In her short story, Good Country People, Flannery O’Connor employs all the elements of humor, irony and, paradox intermingled within the system of Christian belief in evil and redemption. This is no more evident than in the character of Joy, the daughter, who had lost a leg in a hunting accident at the age of 12 and who now has a wooden leg in his place. Throughout the story, it becomes increasingly clear that Joy’s physical affliction is closely paralleled by a spiritual one as well. As the narrative unfolds, the great lengths Joy has gone to recreate her inner self, her soul, are revealed in painstaking detail. It appears she has succeeded in fashioning her own soul into a spirit that is as hard and unyielding as the prosthesis that now takes the place of her missing naturally soft and flexible appendage.
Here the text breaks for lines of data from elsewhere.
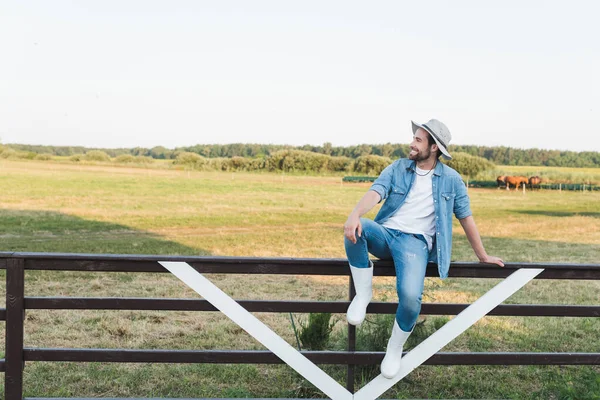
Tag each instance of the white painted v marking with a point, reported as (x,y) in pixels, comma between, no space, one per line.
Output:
(313,373)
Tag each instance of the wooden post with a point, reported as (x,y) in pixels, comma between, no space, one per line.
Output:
(15,312)
(351,342)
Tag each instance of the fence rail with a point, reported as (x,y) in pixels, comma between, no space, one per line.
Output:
(17,303)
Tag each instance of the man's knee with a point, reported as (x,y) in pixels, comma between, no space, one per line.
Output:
(409,301)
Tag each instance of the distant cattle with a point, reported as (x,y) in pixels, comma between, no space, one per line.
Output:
(535,181)
(501,181)
(516,181)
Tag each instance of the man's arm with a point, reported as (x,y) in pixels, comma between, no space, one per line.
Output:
(472,233)
(352,225)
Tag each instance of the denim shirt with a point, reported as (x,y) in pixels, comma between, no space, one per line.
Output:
(449,197)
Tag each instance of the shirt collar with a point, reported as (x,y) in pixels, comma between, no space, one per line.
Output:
(437,170)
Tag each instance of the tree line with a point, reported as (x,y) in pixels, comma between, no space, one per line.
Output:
(499,155)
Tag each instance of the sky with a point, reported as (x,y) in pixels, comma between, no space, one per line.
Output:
(126,73)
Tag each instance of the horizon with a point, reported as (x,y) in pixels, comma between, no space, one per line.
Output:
(290,145)
(117,74)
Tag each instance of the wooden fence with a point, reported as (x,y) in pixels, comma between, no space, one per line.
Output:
(17,303)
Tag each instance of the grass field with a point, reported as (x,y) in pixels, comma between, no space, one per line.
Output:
(59,207)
In Christian society and belief, as well as many other religions, the one true possession that a person has total control over is their everlasting soul. It is this spirit that makes one truly unique from everyone else. The fight within one’s self between good and evil and the day to day struggle to ensure that the goodness prevails is the focal point of a true believer’s life. It is only by this triumph on goodness that he can achieve Salvation in the eyes of God.

Joy, on the other hand, seems intent on building barriers around her soul that would make it as rigid and unfeeling as her wooden leg. As did the surgeon who had to perform the prosthetic surgery years before to replace a natural part of her physical body, she is apparently trying to perform this same function with the spiritual side of herself as well. She has taken great care to recreate her « self » into one th...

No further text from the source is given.